I was discussing wealth taxation with some of my students yesterday: it is an issue on which they want to work. By chance I was working on finishing a chapter on the subject for a forthcoming World Bank book linked to an event I spoke at last year. What I did instead draw to their attention was something the Guardian noted this week, which was:
The gap between rich and poor in the UK is growing, as savings and home ownership decline among the poorest families but rise among the richest, a report by insurer Aviva shows.
In a sign of growing financial strain, low-income families had just £95 of savings and investments, excluding pensions, this winter, compared with £136 in the same period last year. That figure jumps to £62,885 among high-income families, up from £50,208 a year earlier.

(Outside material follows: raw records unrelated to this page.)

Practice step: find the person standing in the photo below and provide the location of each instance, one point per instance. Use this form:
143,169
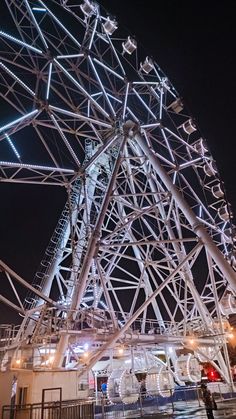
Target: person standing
208,400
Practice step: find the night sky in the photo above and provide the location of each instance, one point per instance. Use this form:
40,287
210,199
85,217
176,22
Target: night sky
194,44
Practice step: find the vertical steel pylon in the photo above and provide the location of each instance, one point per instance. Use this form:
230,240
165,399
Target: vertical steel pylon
145,237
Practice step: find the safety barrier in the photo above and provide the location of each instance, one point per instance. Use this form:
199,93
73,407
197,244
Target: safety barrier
55,410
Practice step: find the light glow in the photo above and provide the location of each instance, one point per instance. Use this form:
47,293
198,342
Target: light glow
12,146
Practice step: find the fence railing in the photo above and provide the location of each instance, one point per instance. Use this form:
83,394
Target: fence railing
182,399
53,410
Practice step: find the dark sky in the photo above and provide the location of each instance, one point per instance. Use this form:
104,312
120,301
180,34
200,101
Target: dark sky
194,44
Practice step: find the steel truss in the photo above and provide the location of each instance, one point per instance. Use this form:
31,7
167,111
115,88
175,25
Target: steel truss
145,236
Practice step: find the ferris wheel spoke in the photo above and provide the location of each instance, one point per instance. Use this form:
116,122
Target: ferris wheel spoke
20,42
76,42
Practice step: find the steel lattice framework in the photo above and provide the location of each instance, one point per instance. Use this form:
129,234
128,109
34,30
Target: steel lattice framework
146,232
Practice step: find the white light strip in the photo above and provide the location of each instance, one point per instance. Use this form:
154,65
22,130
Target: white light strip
18,41
70,56
39,9
16,78
114,98
16,121
151,125
49,80
12,146
80,117
125,101
155,94
189,163
180,139
133,115
65,140
60,24
108,69
153,83
36,23
82,89
101,85
144,104
156,72
116,55
161,104
35,167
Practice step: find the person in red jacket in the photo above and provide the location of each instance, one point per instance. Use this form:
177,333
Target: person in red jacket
208,400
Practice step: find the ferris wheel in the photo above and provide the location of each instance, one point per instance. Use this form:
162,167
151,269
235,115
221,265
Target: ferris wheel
145,241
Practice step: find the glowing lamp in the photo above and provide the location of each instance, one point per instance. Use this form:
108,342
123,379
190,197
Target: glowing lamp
189,126
177,106
129,45
217,191
210,168
147,66
110,26
223,213
87,7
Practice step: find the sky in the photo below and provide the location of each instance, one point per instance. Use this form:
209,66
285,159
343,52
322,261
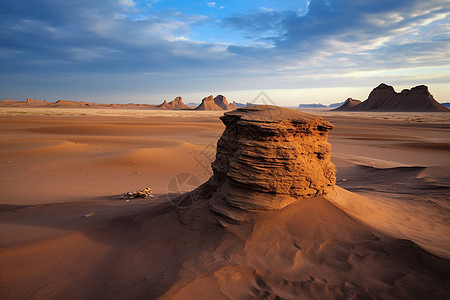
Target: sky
304,51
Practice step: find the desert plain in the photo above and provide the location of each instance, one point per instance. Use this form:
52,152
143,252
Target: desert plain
66,233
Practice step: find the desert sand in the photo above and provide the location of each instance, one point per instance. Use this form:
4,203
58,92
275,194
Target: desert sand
382,232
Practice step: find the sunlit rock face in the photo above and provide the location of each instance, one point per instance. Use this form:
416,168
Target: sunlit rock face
267,158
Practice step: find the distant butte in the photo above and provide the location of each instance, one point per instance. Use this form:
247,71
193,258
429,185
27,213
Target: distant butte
348,104
208,103
267,158
176,103
223,103
384,98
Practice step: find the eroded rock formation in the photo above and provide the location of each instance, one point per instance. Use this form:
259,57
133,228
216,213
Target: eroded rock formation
348,104
208,104
222,102
176,103
384,98
267,158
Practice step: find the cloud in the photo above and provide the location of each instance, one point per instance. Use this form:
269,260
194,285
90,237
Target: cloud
121,44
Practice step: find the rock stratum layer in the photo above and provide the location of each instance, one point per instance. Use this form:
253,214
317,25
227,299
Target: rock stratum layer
267,158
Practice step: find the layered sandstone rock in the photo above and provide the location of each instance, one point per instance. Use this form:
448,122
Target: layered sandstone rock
267,158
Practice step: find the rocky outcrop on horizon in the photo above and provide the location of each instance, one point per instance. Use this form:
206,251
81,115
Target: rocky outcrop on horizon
384,98
222,102
34,101
176,103
267,158
208,103
348,104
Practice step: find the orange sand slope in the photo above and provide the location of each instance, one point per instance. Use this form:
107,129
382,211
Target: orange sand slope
60,167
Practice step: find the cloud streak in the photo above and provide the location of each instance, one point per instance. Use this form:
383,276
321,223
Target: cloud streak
332,42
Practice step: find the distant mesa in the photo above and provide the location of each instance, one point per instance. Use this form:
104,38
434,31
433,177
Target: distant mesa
384,98
314,105
334,105
176,103
348,104
222,102
216,104
258,166
34,101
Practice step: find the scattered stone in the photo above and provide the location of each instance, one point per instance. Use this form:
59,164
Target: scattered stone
142,193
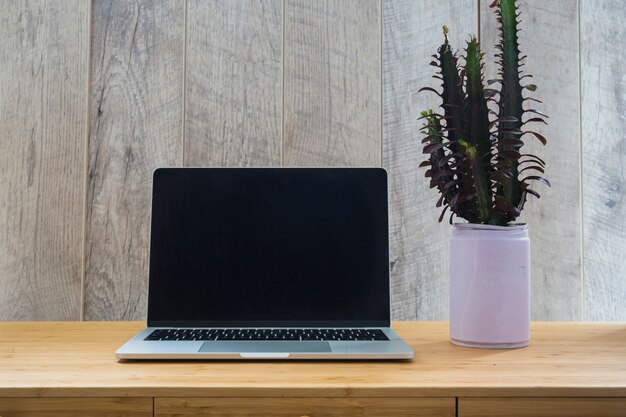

They were staggered: the insecurity in this was all too obvious to them. So too was the fact that the top 10% of families had so little relative wealth (houses are excluded). My point in drawing attention to the article was to make clear how massively wealth is concentrated in the UK with most being excluded. I argue that this does make it an appropriate tax base. But what I also suggested to them was that they need to think about the idea in my book 'Dirty Secrets: How tax havens destroy the economy' where I suggest that this wealth concentration undermines the market economy. Models of market capitalism do, after all, require equal access to capital for all. If most have not got that capitalism is an option for the few, and not for most. What that means is that markets cannot work as economic models of them suggest. It also has real human cost: people with talent simply cannot realise their potential and that has cost to us all. This, I argued with my students, means that wealth taxation is not just about revenue raising, although there is no doubt it can do that and in the process create the tax equity that Adam Smith aspired to, but it's also about correcting market failure, which is another of the key reasons for taxation I outlined in The Joy of Tax.
It will be interesting to see what they come up with.